Hombre sin nombre
Suso de Toro
15 junio, 2006 02:00Suso de Toro
Ignoro si para colaborar en el recuerdo de los setenta años del más lóbrego episodio de nuestra historia contemporánea -aireado recientemente con profusión-, numerosas novelas acerca de la guerra civil han ido apareciendo durante los últimos meses, en dura competencia con los relatos de templarios y de enigmas medievales que invaden los escaparates, las pantallas y las mentes de lectores desprevenidos.

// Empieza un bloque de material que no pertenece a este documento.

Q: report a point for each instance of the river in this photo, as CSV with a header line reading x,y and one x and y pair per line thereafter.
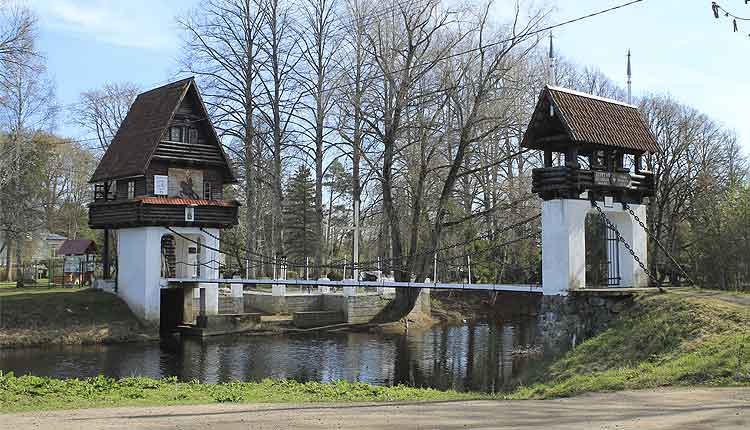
x,y
475,356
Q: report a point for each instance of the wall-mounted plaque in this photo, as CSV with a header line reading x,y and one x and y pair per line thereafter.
x,y
612,179
185,183
161,185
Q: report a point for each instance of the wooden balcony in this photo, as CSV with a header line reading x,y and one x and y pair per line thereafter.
x,y
160,211
564,182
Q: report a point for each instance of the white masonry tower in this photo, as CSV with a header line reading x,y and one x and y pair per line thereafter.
x,y
592,137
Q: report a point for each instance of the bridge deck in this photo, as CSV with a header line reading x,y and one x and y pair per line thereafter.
x,y
524,288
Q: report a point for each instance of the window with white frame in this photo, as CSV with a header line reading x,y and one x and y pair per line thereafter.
x,y
207,190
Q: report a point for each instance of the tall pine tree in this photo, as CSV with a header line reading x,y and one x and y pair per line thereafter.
x,y
299,216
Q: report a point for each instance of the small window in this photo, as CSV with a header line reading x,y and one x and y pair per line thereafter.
x,y
175,134
207,190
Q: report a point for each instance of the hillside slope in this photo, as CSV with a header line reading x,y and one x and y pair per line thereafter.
x,y
692,337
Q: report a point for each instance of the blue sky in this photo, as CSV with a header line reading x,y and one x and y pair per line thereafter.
x,y
678,48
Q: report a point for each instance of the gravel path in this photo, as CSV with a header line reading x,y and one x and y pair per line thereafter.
x,y
725,409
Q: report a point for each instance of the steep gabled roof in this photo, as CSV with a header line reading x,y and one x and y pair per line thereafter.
x,y
587,120
136,140
77,247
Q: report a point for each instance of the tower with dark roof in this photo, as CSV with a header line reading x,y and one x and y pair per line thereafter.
x,y
593,151
160,186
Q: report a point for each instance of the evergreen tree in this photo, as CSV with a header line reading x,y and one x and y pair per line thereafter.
x,y
299,216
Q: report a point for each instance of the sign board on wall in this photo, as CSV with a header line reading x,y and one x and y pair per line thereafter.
x,y
185,183
161,185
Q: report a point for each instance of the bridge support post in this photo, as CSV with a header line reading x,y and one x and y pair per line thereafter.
x,y
350,291
209,269
563,245
631,273
238,297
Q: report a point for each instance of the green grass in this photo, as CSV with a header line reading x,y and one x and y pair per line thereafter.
x,y
28,393
674,339
41,315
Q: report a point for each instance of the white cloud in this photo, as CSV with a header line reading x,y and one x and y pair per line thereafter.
x,y
132,23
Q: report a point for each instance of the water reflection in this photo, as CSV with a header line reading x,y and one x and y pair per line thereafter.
x,y
475,356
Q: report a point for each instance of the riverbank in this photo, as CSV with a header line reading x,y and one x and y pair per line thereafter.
x,y
726,409
40,315
677,339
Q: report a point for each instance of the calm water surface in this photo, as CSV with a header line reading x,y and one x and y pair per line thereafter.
x,y
470,357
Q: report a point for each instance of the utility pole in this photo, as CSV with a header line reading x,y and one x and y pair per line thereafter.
x,y
355,259
630,81
552,79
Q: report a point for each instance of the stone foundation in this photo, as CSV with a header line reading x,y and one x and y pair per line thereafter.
x,y
317,318
565,321
356,309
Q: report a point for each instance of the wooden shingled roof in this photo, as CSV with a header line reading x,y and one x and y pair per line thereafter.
x,y
77,247
136,140
588,121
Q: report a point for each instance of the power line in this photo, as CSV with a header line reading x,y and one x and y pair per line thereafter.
x,y
452,55
718,10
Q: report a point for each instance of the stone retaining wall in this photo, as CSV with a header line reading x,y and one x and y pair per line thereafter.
x,y
317,319
360,309
565,321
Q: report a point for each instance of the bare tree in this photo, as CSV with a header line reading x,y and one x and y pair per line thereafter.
x,y
27,111
222,49
101,111
317,44
279,45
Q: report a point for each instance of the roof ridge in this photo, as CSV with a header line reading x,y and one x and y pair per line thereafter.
x,y
167,85
590,96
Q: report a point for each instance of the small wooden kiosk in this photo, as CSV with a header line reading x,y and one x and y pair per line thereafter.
x,y
79,262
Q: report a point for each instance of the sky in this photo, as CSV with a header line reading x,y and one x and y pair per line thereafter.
x,y
678,48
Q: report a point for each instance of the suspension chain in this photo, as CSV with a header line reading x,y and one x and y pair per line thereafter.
x,y
662,247
609,224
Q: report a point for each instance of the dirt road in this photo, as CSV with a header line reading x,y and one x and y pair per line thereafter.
x,y
715,409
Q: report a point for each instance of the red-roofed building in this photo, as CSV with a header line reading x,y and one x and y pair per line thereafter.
x,y
79,258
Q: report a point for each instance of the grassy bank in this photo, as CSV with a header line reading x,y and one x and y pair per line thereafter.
x,y
28,393
675,339
40,315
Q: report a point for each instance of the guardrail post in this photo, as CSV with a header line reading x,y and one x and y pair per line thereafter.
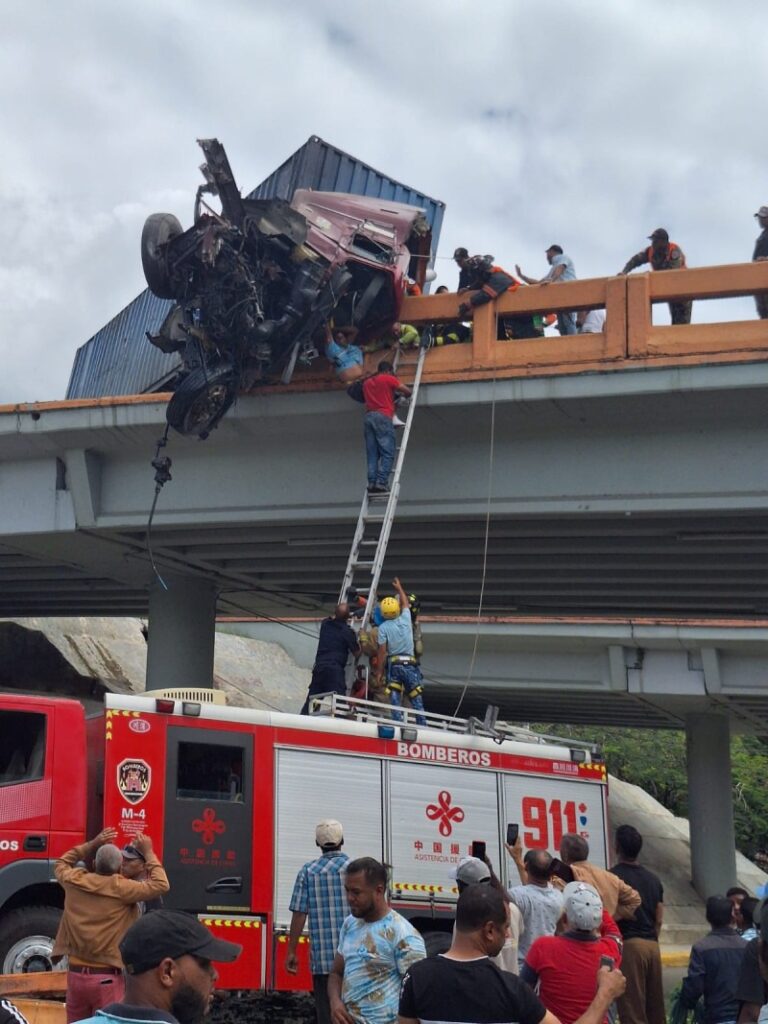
x,y
615,317
639,323
483,335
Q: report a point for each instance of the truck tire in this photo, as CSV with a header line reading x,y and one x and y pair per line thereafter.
x,y
201,399
436,942
27,936
159,229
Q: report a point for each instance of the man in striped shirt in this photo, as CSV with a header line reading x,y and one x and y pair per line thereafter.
x,y
318,895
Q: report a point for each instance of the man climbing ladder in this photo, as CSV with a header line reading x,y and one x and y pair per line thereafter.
x,y
396,658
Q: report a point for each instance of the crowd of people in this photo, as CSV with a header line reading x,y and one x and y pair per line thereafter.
x,y
570,943
486,282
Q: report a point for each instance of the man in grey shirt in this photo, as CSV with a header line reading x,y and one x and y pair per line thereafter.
x,y
538,900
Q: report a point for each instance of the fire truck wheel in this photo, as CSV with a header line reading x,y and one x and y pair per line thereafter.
x,y
436,942
27,939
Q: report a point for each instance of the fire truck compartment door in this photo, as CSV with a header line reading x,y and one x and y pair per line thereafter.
x,y
547,808
436,812
208,821
311,786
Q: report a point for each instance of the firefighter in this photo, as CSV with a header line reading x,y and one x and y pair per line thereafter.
x,y
491,282
396,654
664,255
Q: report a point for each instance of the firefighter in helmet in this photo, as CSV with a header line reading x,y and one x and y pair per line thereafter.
x,y
396,656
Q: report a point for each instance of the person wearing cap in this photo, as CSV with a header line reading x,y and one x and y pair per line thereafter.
x,y
715,966
472,871
464,984
318,897
336,642
377,946
663,255
561,269
99,906
539,901
170,976
134,867
620,899
564,966
759,255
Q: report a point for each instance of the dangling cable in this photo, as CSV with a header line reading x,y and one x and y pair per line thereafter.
x,y
162,467
484,551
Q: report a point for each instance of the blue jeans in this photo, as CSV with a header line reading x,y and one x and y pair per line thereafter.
x,y
566,324
406,678
379,448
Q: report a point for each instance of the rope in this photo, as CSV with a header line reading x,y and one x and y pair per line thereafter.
x,y
484,551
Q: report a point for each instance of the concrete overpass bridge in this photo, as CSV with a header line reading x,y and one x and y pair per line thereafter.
x,y
607,493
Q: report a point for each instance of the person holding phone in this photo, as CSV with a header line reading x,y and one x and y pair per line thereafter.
x,y
536,897
564,966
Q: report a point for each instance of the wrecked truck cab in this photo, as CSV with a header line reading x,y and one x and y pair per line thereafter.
x,y
255,284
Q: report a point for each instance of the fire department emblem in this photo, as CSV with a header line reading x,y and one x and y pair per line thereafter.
x,y
133,779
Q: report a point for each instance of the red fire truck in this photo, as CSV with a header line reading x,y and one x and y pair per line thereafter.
x,y
230,798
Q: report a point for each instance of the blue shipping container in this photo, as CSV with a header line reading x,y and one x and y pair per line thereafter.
x,y
119,359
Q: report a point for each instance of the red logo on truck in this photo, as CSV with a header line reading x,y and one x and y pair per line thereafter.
x,y
209,825
444,813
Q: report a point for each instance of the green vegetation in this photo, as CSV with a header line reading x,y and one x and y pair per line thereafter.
x,y
654,760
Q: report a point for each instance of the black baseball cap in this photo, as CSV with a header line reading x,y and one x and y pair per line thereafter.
x,y
171,933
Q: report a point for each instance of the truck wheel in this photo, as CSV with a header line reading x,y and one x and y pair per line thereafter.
x,y
436,942
159,229
27,939
201,399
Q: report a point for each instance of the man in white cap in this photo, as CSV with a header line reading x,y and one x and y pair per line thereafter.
x,y
472,871
759,256
318,895
565,966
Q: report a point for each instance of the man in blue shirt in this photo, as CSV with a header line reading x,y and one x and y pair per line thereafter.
x,y
396,655
561,269
318,895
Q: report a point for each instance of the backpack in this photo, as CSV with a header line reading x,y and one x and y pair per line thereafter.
x,y
355,390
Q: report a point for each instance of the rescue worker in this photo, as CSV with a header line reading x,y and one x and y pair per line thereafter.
x,y
664,255
492,282
760,255
343,353
396,656
337,641
562,269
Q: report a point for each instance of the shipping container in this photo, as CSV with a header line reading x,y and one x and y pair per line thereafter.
x,y
119,359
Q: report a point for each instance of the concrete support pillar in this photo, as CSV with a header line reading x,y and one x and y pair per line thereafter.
x,y
181,635
711,803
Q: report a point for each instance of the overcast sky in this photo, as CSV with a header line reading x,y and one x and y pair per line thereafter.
x,y
587,123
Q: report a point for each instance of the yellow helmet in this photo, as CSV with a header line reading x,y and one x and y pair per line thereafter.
x,y
390,607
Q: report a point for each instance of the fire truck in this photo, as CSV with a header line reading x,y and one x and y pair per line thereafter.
x,y
230,798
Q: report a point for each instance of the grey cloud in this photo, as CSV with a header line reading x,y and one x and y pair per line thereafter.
x,y
604,121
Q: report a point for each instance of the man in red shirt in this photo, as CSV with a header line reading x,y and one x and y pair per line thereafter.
x,y
379,392
566,965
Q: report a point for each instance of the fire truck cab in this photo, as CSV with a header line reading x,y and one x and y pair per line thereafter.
x,y
230,798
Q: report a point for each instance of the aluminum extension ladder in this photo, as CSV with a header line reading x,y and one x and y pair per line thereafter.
x,y
378,510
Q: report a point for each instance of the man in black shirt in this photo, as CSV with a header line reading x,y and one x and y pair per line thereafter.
x,y
464,985
641,962
761,254
337,642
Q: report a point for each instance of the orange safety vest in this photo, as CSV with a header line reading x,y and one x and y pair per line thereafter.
x,y
668,257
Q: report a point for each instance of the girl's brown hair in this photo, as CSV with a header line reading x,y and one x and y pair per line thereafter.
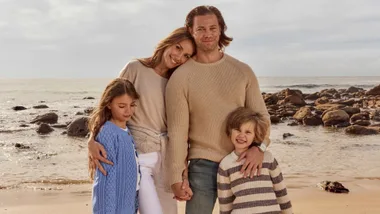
x,y
102,113
243,115
175,37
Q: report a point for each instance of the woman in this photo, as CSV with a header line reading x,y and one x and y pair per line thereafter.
x,y
148,124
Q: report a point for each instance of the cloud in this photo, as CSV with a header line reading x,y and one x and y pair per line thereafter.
x,y
95,38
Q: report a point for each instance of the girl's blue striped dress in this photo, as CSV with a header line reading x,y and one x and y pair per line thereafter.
x,y
116,192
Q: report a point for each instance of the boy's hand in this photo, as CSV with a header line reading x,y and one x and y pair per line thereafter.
x,y
253,162
182,192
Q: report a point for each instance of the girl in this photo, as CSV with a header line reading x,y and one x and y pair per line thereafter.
x,y
116,192
261,194
148,126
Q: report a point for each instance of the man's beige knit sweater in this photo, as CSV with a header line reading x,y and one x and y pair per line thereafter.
x,y
198,99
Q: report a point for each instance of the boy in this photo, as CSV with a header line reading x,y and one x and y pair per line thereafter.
x,y
262,194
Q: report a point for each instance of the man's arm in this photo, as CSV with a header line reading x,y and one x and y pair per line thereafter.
x,y
255,101
177,111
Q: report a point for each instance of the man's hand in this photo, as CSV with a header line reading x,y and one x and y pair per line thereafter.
x,y
253,162
182,191
96,153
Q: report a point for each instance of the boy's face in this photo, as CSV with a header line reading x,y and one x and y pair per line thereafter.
x,y
243,137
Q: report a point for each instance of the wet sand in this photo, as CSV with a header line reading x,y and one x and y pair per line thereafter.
x,y
364,197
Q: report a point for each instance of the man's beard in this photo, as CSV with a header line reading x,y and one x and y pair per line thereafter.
x,y
207,49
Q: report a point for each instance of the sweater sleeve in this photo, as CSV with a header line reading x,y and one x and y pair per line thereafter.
x,y
129,72
177,111
225,194
255,101
104,189
280,188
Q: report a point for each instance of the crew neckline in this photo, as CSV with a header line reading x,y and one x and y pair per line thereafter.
x,y
211,64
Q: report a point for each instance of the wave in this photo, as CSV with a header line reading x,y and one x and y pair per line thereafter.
x,y
46,182
324,86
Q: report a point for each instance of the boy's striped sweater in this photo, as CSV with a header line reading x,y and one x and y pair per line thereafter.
x,y
263,194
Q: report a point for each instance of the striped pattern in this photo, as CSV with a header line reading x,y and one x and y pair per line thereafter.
x,y
116,192
263,194
199,97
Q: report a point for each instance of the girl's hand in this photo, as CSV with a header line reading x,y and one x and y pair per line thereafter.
x,y
96,153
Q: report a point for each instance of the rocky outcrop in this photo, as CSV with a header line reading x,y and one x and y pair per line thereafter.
x,y
374,91
50,118
335,117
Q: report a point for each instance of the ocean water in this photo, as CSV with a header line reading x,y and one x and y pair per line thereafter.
x,y
313,152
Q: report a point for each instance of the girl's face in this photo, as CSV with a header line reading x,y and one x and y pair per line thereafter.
x,y
178,54
243,137
122,108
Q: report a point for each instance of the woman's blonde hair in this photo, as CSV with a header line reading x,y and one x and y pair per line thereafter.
x,y
175,37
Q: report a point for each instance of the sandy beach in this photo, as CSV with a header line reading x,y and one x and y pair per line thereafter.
x,y
48,173
364,198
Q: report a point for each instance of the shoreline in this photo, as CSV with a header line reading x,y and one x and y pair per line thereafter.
x,y
363,198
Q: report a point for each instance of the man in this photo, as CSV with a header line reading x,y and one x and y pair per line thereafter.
x,y
199,96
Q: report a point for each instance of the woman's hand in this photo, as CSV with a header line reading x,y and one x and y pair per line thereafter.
x,y
96,153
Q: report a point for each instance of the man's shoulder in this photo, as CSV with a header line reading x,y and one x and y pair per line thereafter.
x,y
239,65
134,65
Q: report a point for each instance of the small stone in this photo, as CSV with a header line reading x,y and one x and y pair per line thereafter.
x,y
286,135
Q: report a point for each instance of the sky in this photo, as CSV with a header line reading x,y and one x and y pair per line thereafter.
x,y
96,38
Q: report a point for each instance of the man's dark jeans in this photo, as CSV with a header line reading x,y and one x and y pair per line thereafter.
x,y
202,178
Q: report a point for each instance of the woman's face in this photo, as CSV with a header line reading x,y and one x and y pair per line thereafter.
x,y
178,54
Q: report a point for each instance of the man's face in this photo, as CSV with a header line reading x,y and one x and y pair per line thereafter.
x,y
206,32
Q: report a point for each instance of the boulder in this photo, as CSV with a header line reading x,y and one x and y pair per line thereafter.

Hombre sin nombre es la historia de un niño gallego que manifiesta muy pronto síntomas de crueldad implacable. Al llegar la guerra civil se alista en un grupo de Falange y, además de combatir en diversos frentes, forma parte de los grupos de "paseadores" y asesinos que cometen desmanes sin cuento. Participa en la División Azul y, de nuevo en España, arrastra una vida de la que sabemos poco, siempre quejoso porque el nuevo régimen no ha compensado suficientemente sus esfuerzos en pro de la "limpieza" étnica e ideológica del país. Pero la historia se narra de forma discontinua y con diversas modalidades: monólogos interiores del personaje, ya casi centenario, recluido en un hospital, diálogos intermitentes -demasiado premiosos y reiterativos al comienzo- con Nano, el compañero de habitación, o con la extraña mujer que lo visita con el pretexto de unas indagaciones sobre ciertos personajes compostelanos del pasado. El antiguo falangista tiene una historia tenebrosa de violaciones, crímenes y actos violentos de todo género, sin que se perciban en él signos de arrepentimiento. Se comprende que el autor ha querido dibujar una especie de demonio con figura humana, un ser malvado sin fisuras, y el relato de algunos de sus asesinatos, ya en la segunda parte de la novela, hace de él una reproducción corregida y aumentada de Pascual Duarte. Esta maldad sin matices, unida a la pertenencia a un bando político y subrayada por la truculencia de algunas evocaciones, es acaso lo más discutible del personaje, que resulta más plano de lo que sería deseable, pese a ciertas escenas ricas de matices, como la muerte del hermano o la conversación con el cura. El anciano compañero de habitación y la mujer son tipos desvaídos, y tanto el plan del hijo como la anagnórisis final resultan elementos artificiosos en el desenlace de la historia.
No es Hombre sin nombre un relato plenamente conseguido, aunque es innegable la destreza del escritor, que sólo en contadas ocasiones se quiebra: en el uso reiterado de "suspiración" por "espiración" (19, 113), en el de "gomina" en unos años en que el término era "fijador" o "fijapelo" (368), en el innecesario "culpabilizar" por "culpar" (351), en la adopción de modas idiomáticas rechazables, como la construcción "¿sabes qué?" por "¿sabes una cosa?'"(199, 219, 379). Pero estos son deslices de escasa monta. Lo que más erosiona el conjunto es su titubeante planteamiento, con diálogos muy mejorables, y el artificioso final, cuya necesidad, como la de otros varios pasajes de la novela, no se advierte en absoluto.